Dignan's plan, a series of confusing and yet meticulous sub-categories and 10 year breakdowns all scratched out on a standard lined notepad, concludes with the reminders to 1) remain flexible and 2) consider alternatives. Fair enough. It also offers prompts for further contemplation in the form of two questions:
Why not plan ahead?
Why not continue?
(OK, so at this point it is probably also incumbent upon me to mention that Bottle's Rocket's characters are hatching a 75 Year Plan to become professional burglars. I'll add a (hopefully unnecessary) caveat that this aspect of the story is clearly in no way analogous to our life situation. Let's not invite any other, screamingly obvious, cinematic comparison here.
Anyway, where was I? Well, even if things take their sweet time to work themselves out, I can tell you that I certainly don't want to be doing this, what I'm doing now, what I've been doing
But at the same time, our own road continues to be long and winding into an unknown, unknowable future, so we will indeed place 1) remaining flexible and 2) considering the alternatives as central tenets of our own long-term plan. We may not have 75 years in which to hash out these contingencies, but perhaps that is kind of the point. Once you've faced the kind of prolonged uncertainty that loss and infertility bring* - making any long-term planning seem laughably naive - maybe the best kind of 'plan' you can make is to keep stumbling along, finding what moments of laughter you will, hoping for the best from your yearly sub-plans, recognizing that some things are out of your hands while also trying your best to grasp what opportunities come, and being proactive with the things we do have some command of.

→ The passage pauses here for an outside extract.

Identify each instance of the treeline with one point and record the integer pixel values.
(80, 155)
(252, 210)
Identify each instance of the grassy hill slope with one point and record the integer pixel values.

Thinking about it now, that notion of a ridiculously unwieldy life plan stretching into the hazy middle (long?) distance...Well, it doesn't seem quite so comical anymore. Or maybe I'm just growing up.
Why not continue? Wise words indeed, Dignan. Because really, what else is there to do?
*Yes, people. I am drawing pre-celebrity Owen Wilson into an analogy with infertility and loss. Wacky and wonderful, no?